Monsieur Manuel Valls, Ministre d’État, Ministre des Outre-mer,
Nous souhaitons en premier lieu vous exprimer notre reconnaissance pour l’attention que vous portez à la situation économique de la Martinique et à la question essentielle de la vie chère.
Toutefois, nous avons pris connaissance, avec surprise, de certains propos que vous avez tenus lors de récentes déclarations, notamment concernant l’opacité de la formation des prix et des marges dans notre territoire. Ces affirmations, bien que venant d’une intention louable, nous semblent malheureusement dénuées de fondement et contrastent avec les éléments factuels et les analyses produites par les services compétents de l’État.
Vous avez évoqué l’opacité entourant les prix et les marges, soulignant que cela soulève des questions essentielles sur l’équité des pratiques commerciales. Vous avez également évoqué le rôle « étouffant pour l’économie et le pouvoir d’achat » de certaines entreprises, ainsi que « l’accumulation de marges à chaque étape de la chaîne d’approvisionnement », que vous
identifiez comme étant au cœur du problème de la cherté de la vie.

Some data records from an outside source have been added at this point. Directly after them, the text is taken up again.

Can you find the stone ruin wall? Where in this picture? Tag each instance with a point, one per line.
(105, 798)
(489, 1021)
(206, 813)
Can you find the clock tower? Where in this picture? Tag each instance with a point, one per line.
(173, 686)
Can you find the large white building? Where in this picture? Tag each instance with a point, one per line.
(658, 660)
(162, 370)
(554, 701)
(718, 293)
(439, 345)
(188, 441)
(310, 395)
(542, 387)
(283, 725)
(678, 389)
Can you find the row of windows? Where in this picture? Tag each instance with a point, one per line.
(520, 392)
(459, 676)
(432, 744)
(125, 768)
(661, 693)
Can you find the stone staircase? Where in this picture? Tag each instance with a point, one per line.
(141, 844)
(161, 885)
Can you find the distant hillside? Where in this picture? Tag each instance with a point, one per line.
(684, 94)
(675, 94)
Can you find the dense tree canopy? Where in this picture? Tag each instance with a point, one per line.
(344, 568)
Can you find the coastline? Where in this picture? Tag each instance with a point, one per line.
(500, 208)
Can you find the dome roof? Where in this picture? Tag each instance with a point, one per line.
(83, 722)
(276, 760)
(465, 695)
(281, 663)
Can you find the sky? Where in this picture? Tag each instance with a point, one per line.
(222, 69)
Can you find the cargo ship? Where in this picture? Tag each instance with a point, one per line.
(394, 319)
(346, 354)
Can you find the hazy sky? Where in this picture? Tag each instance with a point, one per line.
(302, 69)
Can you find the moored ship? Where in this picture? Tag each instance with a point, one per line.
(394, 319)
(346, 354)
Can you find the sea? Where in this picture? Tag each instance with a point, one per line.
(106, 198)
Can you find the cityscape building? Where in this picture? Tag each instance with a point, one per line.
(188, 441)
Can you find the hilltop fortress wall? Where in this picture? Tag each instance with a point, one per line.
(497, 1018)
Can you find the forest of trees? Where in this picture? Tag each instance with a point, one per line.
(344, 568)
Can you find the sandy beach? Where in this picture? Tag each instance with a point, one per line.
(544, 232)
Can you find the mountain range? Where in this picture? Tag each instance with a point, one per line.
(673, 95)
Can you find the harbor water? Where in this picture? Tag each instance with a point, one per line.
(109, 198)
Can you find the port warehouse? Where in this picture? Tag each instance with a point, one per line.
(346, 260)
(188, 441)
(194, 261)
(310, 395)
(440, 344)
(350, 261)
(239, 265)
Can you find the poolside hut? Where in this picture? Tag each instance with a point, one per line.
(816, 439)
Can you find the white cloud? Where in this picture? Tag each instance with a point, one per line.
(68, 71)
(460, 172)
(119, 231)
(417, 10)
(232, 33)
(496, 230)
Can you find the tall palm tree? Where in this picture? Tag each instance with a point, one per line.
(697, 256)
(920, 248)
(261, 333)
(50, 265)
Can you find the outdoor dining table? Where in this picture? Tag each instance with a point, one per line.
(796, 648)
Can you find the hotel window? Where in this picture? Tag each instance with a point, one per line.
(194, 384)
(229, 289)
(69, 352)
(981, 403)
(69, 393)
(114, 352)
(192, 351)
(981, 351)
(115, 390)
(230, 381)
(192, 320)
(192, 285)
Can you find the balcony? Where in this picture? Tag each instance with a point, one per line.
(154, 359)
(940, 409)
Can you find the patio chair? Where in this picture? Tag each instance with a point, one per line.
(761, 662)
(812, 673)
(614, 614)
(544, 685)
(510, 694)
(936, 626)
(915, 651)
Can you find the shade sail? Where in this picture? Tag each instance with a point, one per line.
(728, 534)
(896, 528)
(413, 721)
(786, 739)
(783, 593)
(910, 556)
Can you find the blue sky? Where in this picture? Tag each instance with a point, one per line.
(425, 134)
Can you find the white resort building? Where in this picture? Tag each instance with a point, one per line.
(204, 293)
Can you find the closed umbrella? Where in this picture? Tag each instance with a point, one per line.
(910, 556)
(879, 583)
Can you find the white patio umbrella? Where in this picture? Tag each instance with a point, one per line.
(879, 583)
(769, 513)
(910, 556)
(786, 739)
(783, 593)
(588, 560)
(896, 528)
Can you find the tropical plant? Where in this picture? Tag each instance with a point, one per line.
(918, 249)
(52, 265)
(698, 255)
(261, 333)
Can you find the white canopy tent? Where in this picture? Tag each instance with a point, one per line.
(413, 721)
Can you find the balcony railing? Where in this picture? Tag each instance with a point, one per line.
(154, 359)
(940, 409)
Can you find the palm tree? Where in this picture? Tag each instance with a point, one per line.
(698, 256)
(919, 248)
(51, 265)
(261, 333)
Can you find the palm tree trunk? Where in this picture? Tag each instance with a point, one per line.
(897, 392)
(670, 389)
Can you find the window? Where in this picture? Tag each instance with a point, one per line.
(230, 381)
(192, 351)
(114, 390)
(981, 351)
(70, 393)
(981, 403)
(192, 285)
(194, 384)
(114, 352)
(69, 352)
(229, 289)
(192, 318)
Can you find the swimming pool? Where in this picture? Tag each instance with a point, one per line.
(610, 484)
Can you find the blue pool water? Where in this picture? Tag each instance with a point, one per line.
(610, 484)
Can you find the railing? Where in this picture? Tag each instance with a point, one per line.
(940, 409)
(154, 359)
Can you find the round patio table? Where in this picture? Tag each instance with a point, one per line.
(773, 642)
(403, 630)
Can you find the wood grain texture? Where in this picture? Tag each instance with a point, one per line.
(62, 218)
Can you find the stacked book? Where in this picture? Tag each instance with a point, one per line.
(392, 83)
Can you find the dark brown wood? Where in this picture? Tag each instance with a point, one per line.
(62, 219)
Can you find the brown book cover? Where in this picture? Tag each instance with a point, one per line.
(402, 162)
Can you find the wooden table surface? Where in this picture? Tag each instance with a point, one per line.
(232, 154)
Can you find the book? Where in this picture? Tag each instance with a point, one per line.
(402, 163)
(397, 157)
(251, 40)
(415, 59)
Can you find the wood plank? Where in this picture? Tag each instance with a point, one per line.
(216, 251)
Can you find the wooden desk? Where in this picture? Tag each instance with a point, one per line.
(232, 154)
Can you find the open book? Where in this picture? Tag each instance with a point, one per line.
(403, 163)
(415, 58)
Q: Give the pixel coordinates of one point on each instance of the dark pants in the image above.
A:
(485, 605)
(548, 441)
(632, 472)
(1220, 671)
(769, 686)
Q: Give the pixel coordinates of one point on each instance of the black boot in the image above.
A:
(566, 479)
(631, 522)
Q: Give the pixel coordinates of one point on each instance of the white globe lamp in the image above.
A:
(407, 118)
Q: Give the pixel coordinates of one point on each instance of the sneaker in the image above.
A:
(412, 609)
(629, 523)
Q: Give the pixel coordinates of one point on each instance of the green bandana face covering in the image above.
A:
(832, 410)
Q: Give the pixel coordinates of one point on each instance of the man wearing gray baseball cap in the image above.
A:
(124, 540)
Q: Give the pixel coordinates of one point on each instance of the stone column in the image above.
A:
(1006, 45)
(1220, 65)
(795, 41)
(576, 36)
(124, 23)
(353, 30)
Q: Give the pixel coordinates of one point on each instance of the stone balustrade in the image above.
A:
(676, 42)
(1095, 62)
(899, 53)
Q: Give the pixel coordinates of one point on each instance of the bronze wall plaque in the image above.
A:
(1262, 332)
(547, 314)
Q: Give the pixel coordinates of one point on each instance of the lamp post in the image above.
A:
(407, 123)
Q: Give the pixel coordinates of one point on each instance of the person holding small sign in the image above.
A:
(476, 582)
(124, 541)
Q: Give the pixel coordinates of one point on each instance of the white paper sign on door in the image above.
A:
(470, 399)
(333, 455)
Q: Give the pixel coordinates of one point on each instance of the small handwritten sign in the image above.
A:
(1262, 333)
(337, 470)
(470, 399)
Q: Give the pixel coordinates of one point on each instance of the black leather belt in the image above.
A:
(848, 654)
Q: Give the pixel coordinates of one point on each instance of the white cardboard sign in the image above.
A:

Nous souhaitons rappeler que la loi française, qui régule les pratiques commerciales sur l’ensemble du territoire de la République, y compris en Martinique, assure un cadre strict pour garantir une concurrence équitable. Cette réglementation est même plus stricte en Outre-mer qu’en France continentale, avec des seuils de contrôles de concentration plus bas et
l’interdiction d’exclusivité d’importation. Lors de sa récente audition devant la délégation Outre-Mer du Sénat, le rapporteur général de l’Autorité de la concurrence soulignait que celle-ci, tout comme la DGCCRF, surinvestit en outre-mer comparativement à la France continentale pour garantir le respect de cette législation. De même, les marges pratiquées par les distributeurs en Martinique sont en ligne avec celles de la France continentale, comme le confirment les chiffres
de l’INSEE et les études menées lors des tables rondes sur la vie chère.
Par ailleurs, en juin 2023, lors de son audition devant le Conseil économique, social et environnemental, le rapporteur général de l’Autorité de la concurrence soulignait notamment que « l’écart de prix avec la France continentale, qui varie entre 25 % et 38 % en fonction des produits et des départements concernés, est principalement dû aux frais d’approche liés au transport des produits de la France continentale vers les régions d’Outre-mer ». Ce constat est largement corroboré par de nombreux rapports indépendants, et démontre que le cœur du problème de la vie chère n’est pas l’existence de « marges exorbitantes », comme l’affirme sans justification le député Nadeau, ni le comportement « étouffant » d’acteurs économiques locaux.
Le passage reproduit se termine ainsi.